Infos zu: Kindheit - Ensemblestück mit Texten von David Lindemann

Manche von ihnen haben einen Schatz vergraben und finden ihn nicht wieder. Andere kotzen ins Auto. Einer erzählt alles seiner Mutter. Wenige (die Schlimmsten!) treffen sich am Weiher, um Frösche zu töten. Wieder andere gehen den ganzen Weg mit einem schiefen Kopf. Es kommt auch vor, dass einer klaut. Die meisten wissen immer, wo die Grenze ist, einzelne aber nicht. Alle gehören sie zu dieser geschlossenen Clique namens Kindheit. Vielleicht bist du einer davon. Vielleicht nicht mehr. Vielleicht hast du keine Ahnung, wovon die Rede ist. Mach dir keine Sorgen. Dani, Didi, Domi, Renate, Salim und ich, wir treffen uns im Hinterhof und sind uns ziemlich sicher, dass wir eigentlich nicht mehr dazu gehören. Schließlich sind wir längst erwachsen geworden. Aber Erich Kästner hat mal gesagt: Leute, es ist nie zu spät für eine glückliche Kindheit.

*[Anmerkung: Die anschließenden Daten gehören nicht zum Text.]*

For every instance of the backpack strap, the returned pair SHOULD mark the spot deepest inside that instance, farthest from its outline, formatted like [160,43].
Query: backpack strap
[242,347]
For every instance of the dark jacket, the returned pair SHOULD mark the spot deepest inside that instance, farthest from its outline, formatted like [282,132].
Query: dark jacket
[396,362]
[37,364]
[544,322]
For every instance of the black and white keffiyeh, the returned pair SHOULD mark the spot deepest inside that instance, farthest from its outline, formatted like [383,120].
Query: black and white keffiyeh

Kein Mensch ist einem so nah und gleichzeitig so dermaßen ein Anderer, wie das Kind, das man einmal war. Erinnern ist immer auch Erfinden. In der Regie von Stephan Weiland und in den Choreographien von Gary Joplin haben sechs DarstellerInnen den Geist ihrer Kindheit aufgescheucht. Sie haben sich von diesem fremd gewordenen Freund heimsuchen lassen und ihn zu einem Glas Limo eingeladen: So, jetzt sag doch mal. Wie war das damals? Vielleicht fängt er an zu erzählen.

Autobiographisches und literarisches Material wurde zum Ausgangspunkt für die Entwicklung dieses Stücks. Die Erinnerung dient dabei als Werkzeug und Karteikasten zugleich, sie wird durchstöbert auf der Suche nach etwas, das größer ist als wir selbst, einem Geschmack von Kindheit, der sich verallgemeinern lässt. Gleichzeitig weist sie auf das konkrete Erlebte jedes einzelnen zurück. Der Autor David Lindemann hat den Improvisationen und Gesprächen der Schauspieler und Schauspielerinnen seine eigene literarische Zuspitzung gegenübergestellt.